The human factor

Anna Thompson


Creating the right culture is crucial to successfully embed new technology

The right technology, introduced carefully, can transform construction programmes and asset management. But if not properly understood, technology can lead to frustration, distrust and the deterioration of relationships between stakeholders – the very things that it is supposed to dispel.

There has been much discussion globally about the advantages of one major disruptive technology - building information modelling (BIM) -  on construction projects. The use of BIM was written into the EU’s Public Procurement Directive for the first time in 2014. But when legal firm Pinsent Masons surveyed more than 70 construction professionals last year, two thirds believed that the government would miss its target, citing lack of collaboration as a key barrier to progress.

This widespread pessimism is indicative of the deeply entrenched problems within the psychology of our workforce: the people on the ground are not understanding the benefits that it can bring them.

Incentive for change

Cultural change is essential for paving the way for new technology. But mindsets will only shift if individuals and teams are given the right incentives. Traditional contracting, based on low tenders and segregated working, is a breeding ground for distrust.

Working to low margins, contractors can be reluctant to cooperate and find solutions. Adopting new technology is perceived to be risky. Relationships are adversarial by default. Try imposing new processes on this cultural quagmire and you may find them sinking under the resistance of organisations and individuals.

For example, BIM can save project teams thousands of man hours by creating just one integrated 3D model that is shared by all parties. This is an improvement on the old ways of working, where each party had to produce its own information and drawings, in isolation.

But contractors with a traditional mindset may resist adopting BIM because it makes life too easy for their suppliers. They would prefer that every party creates its own designs from scratch, and that tasks are duplicated, even at the risk of adding errors. Also, contractors can blame new tools for late handover of tasks, using it as a scapegoat for internal failures.

Shifting the focus

It would be easy to write this off as intractable human behaviour, but the adversarial mindset can be swept away by shifting the focus of the delivery strategy.

An integrated project team – where all players are working towards common goals, costs are transparent and profits shared out of a central pot – can have a transformative effect on organisations as well as individuals. In this harmonious environment, it becomes more important to use technology to collaborate than to blame. Former foes become allies. Knowledge and data are shared, and problems jointly solved.

Education and communication

If the roll-out of technology fails, this often leads to acrimony and pressure to resume old ways of working.
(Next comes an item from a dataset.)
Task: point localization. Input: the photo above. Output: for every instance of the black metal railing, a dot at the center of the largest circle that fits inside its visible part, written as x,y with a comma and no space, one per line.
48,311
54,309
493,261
But the reasons for failure can often be traced back to lack of understanding by senior directors. A director recently complained despite introducing BIM, the structural steel components did not fit together on one of his projects. On investigation it emerged that the project manager had assumed that the collaborative software would automatically do his job for him. He did not realise that human interpretation of the data was still essential.

Within organisations, reluctance to embrace new technology is often due to lack of employee engagement. Although education, communication and awareness-raising initiatives may seem obvious, these activities are inadequate or overlooked surprisingly often.

Ultimately, we need to communicate that technology does not just benefit corporations, it also helps people feel empowered to act, and to understand how they can add value to a project, bringing powerful psychological benefits.